Stephen Prothero’s newest book, God Is Not One: The Eight Rival Religions That Run the World–and Why Their Differences Matter, seeks to educate us all on the world’s great religions.
One of his more important points is method: How do we analyze another religion? The fundamental problem is that we tend to analyze it through the lens of our own religion or beliefs. So, even calling other religions “religion” at times creates a problem.
Which is the case with Confucianism. The essence of Confucianism is about a Way of Life through ren and li, or through human-heartedness/compassion/love, etc and orderliness or propriety — learning to be the sort of person you should be and observing behaviors according to where you are and what you are to do.
What have you read in Confucianism? Do you see signs of Confucianism? Where? Do you consider Confucianism a religion? What do you think are Confucianism’s distinctives?
In other words, Confucianism’s most salient connection with Judaism and Christianity, something Prothero badly misses, is the Hebrew Wisdom tradition connected to Solomon. What emerges then is respect and reverence for tradition, devoting oneself humbly to education and learning, and a life of virtues that are shaped by interaction with others.

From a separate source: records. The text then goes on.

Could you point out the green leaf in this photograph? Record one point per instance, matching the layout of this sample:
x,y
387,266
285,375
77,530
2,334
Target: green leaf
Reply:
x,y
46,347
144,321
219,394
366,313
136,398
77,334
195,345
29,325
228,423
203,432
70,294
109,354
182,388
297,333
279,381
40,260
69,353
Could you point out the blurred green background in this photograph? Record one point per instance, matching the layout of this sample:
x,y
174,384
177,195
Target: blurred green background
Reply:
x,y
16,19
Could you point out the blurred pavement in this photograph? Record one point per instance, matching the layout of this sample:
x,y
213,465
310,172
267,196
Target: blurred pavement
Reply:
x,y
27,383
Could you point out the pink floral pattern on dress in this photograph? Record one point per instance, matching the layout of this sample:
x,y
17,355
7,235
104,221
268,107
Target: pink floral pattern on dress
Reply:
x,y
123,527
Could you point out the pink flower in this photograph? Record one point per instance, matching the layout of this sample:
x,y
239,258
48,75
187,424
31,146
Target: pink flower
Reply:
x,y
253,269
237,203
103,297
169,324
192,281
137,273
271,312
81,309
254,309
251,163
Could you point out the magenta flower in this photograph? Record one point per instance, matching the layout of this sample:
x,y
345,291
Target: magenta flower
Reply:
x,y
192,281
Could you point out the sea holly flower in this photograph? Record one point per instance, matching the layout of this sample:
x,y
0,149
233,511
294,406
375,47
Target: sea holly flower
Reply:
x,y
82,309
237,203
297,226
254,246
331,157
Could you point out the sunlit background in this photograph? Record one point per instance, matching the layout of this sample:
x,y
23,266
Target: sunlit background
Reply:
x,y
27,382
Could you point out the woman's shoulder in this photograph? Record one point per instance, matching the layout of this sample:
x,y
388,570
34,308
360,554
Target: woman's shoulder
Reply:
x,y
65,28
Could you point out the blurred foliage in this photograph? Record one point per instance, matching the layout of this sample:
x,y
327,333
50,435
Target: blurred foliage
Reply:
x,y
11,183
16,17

Confucianism is anti-individualism.
Confucianism’s concerns are not classically religious for Western Christians: not so much into God or the afterlife, but instead into the current life and how to live out one’s heritage. Prothero likes the idea of Confucianism being a religious humanism.
Its problem is chaos; order is the solution; one finds order through education in the ancient wisdom and its virtues of ren and li. Hierarchical orders matter deeply.
He has a nice sketch of the life of Confucius, who lived at the time of the Greek philosophers and later Jewish prophets.
His sketch of Confucianism was much more sympathetic than was his sketch of Christianity.